Negli ultimi anni gli attacchi informatici non hanno colpito solo uffici, server e applicazioni, ma anche impianti industriali, sistemi di automazione e infrastrutture operative. La sicurezza dei sistemi OT è diventata un tema centrale per settori come manifatturiero, energia, trasporti e building automation, dove un incidente informatico può avere effetti immediati sulla continuità dei processi e sulla sicurezza degli impianti.
La crescente interconnessione tra sistemi di controllo industriale e reti IT, insieme alla diffusione di dispositivi Industrial IoT, ha modificato profondamente il profilo di rischio degli ambienti operativi. Architetture progettate per funzionare in contesti chiusi sono oggi esposte a minacce tipiche del mondo IT, spesso senza disporre degli stessi livelli di protezione, aggiornamento e monitoraggio.
In questo scenario, l’OT Security non può più essere affrontata come un’estensione della sicurezza informatica tradizionale. Richiede approcci specifici, soluzioni dedicate e una comprensione profonda dei processi industriali. Le applicazioni di ultima generazione dell’OT Security rispondono proprio a questa esigenza, combinando protezione, visibilità e resilienza operativa in ambienti sempre più complessi e interconnessi.

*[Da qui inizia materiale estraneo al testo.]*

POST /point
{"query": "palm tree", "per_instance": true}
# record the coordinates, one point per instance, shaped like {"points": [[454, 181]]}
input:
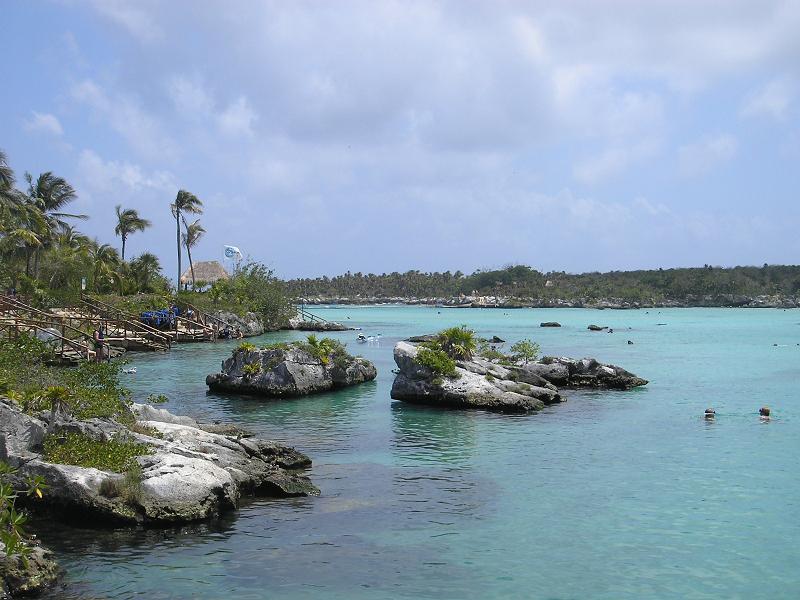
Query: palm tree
{"points": [[106, 265], [193, 234], [6, 173], [128, 222], [49, 194], [144, 268], [185, 202]]}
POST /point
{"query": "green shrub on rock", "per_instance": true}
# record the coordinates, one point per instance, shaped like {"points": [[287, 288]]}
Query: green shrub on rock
{"points": [[251, 369], [12, 533], [458, 342], [436, 359], [116, 454], [245, 347], [525, 350]]}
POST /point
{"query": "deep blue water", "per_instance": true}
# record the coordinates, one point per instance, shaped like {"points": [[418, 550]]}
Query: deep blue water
{"points": [[610, 495]]}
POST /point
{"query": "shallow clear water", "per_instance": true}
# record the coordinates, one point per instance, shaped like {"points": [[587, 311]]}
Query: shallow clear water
{"points": [[610, 495]]}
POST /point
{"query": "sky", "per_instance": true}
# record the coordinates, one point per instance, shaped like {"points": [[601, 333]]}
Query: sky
{"points": [[376, 136]]}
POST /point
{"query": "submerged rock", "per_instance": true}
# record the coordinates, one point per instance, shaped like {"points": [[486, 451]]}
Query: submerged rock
{"points": [[30, 576], [189, 474], [289, 370], [300, 324], [250, 324]]}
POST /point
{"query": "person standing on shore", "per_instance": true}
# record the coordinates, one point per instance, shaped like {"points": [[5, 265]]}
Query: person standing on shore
{"points": [[98, 343]]}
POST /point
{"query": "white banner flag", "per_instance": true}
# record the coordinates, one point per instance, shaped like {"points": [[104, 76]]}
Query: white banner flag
{"points": [[231, 251]]}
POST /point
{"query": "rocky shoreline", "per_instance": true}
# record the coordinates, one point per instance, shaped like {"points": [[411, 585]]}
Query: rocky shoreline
{"points": [[691, 301], [186, 471], [491, 384], [290, 369]]}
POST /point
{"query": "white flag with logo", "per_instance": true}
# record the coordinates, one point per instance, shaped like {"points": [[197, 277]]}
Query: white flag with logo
{"points": [[231, 251]]}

Sicurezza OT: le applicazioni di ultima generazione
La “Operational Technology Security” (OT Security) si occupa della protezione dei sistemi di controllo industriali (ICS), siano essi distribuiti, DCS (Distributed Control System), di supervisione e acquisizione dati, SCADA (Supervisory Control And Data Acquisition) oppure dei processi, PLC (Programmable logic controller).

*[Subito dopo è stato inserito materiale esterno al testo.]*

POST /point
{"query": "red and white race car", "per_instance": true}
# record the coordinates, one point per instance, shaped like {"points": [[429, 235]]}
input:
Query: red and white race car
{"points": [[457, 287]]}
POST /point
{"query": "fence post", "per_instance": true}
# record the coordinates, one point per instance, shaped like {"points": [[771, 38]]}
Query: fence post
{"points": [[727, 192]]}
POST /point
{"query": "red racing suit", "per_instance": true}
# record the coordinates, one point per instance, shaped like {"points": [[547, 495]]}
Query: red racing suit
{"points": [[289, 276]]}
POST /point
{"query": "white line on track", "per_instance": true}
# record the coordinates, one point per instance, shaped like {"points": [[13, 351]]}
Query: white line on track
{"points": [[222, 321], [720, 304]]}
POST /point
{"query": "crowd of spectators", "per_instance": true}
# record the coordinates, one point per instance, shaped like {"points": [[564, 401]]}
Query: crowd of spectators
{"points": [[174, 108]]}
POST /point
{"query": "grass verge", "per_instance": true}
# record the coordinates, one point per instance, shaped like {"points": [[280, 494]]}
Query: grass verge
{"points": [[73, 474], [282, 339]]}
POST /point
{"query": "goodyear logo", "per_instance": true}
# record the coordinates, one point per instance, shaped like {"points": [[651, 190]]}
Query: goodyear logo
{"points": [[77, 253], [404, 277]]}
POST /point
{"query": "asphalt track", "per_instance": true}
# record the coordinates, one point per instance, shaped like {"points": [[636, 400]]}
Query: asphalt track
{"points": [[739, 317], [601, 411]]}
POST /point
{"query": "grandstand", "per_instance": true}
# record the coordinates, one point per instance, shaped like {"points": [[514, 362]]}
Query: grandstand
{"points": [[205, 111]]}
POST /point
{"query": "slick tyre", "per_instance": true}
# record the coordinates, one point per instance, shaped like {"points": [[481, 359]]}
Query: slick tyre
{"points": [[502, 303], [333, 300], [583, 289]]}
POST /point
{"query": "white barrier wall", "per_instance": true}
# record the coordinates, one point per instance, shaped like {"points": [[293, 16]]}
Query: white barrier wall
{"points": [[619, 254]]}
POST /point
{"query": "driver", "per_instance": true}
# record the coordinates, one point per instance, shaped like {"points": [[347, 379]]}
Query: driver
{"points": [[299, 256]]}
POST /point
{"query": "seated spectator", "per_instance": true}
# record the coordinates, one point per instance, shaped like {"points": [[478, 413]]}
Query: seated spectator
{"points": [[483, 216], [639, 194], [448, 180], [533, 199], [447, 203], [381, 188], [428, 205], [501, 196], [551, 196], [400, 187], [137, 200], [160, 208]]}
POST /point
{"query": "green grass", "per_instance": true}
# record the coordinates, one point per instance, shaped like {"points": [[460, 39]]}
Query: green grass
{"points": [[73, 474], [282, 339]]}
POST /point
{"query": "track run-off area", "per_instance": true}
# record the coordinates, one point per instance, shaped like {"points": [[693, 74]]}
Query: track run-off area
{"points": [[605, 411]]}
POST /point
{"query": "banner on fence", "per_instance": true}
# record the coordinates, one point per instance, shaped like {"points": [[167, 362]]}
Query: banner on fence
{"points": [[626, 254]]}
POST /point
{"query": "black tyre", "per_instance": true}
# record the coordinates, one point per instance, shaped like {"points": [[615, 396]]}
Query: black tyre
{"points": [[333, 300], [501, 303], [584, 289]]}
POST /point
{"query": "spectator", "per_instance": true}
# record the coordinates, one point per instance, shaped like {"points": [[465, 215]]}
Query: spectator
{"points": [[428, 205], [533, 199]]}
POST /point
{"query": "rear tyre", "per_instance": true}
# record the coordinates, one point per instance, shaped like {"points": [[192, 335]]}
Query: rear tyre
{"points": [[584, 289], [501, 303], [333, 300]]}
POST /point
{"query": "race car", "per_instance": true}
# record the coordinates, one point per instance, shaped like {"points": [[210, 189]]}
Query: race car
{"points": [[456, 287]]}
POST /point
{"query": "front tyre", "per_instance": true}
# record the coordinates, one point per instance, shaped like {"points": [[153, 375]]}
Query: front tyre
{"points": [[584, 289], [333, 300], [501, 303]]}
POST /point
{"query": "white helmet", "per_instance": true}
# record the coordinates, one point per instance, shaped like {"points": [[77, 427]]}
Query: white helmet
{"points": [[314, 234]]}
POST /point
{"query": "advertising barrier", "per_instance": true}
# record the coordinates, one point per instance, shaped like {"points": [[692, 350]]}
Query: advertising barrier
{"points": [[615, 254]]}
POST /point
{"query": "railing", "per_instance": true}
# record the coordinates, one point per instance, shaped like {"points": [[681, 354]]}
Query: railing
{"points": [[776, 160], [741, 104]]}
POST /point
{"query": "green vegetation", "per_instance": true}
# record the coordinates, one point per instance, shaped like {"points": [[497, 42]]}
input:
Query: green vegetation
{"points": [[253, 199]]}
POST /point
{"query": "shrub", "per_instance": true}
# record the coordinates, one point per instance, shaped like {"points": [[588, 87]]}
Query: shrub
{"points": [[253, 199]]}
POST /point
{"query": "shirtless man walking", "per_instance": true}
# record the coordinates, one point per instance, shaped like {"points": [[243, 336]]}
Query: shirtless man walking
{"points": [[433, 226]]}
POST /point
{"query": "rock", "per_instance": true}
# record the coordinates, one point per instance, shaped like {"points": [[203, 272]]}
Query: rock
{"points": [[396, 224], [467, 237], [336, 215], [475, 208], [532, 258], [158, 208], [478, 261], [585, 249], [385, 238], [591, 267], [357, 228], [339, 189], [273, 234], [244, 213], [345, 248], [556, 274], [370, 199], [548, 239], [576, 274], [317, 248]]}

La necessità nasce dal fatto che i sistemi OT solitamente vengono identificati con le cosiddette “infrastrutture critiche”, ovvero quei sistemi e servizi essenziali, il cui danneggiamento comporterebbe gravi ripercussioni, sia in termini di security che di safety, per ambienti, persone, tecnologie e processi. Uno dei requisiti base del mondo OT è quello di garantire il controllo in real time e la disponibilità delle risorse per assicurare la continuità operativa dei sistemi, anche da remoto, oltre alla confidenzialità e l’integrità dei dati.

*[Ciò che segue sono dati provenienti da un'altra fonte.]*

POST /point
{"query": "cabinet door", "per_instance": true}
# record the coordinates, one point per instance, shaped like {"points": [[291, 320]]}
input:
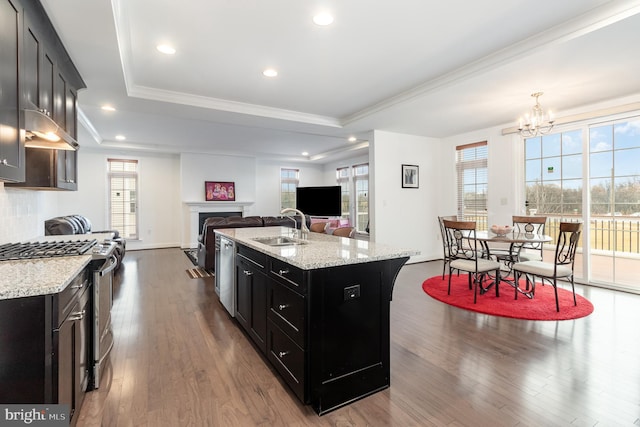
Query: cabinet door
{"points": [[11, 142], [258, 326], [31, 59], [251, 301], [71, 108], [64, 356], [59, 100], [47, 74], [66, 167], [243, 293]]}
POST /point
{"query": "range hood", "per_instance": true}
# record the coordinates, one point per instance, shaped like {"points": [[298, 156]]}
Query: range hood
{"points": [[42, 132]]}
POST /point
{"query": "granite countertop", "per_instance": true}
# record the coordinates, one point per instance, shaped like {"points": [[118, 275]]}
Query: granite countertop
{"points": [[320, 250], [42, 276]]}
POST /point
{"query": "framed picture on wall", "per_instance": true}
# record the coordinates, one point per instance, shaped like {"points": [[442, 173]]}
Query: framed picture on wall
{"points": [[409, 176], [215, 191]]}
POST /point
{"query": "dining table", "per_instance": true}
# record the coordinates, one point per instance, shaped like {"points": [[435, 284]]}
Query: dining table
{"points": [[509, 250]]}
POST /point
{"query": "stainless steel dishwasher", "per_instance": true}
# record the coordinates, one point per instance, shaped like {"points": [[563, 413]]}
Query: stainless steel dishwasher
{"points": [[225, 273]]}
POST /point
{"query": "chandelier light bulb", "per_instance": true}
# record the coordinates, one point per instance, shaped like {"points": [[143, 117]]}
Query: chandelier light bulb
{"points": [[536, 123]]}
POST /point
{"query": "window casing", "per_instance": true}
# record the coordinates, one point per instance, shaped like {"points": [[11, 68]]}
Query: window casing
{"points": [[122, 175], [289, 180], [354, 181], [472, 175]]}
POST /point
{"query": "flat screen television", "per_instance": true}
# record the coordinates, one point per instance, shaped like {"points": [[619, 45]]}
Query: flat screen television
{"points": [[319, 201]]}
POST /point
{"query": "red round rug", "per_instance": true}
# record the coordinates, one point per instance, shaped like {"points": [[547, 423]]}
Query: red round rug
{"points": [[541, 307]]}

Oggi, il costante aumento di cyber attacchi alle infrastrutture critiche, operati sia a scopo estorsivo, sia per creare caos e instabilità nell’attuale e complesso scenario geopolitico, fanno sì che il tema della sicurezza OT sia sempre più rilevante. Se, infatti, in origine i sistemi OT, per loro natura, chiusi e certificati, erano caratterizzati da una comunicazione tipicamente machine-to-machine, pensata esclusivamente per connessioni interne, oggi, grazie alla digitalizzazione e al proliferare di dispositivi Industrial IoT (macchine, sensori, attuatori o controller connessi ad internet per la raccolta e trasmissione dati), tali sistemi non sono più isolati e sono in continua e costante comunicazione con il mondo esterno attraverso internet.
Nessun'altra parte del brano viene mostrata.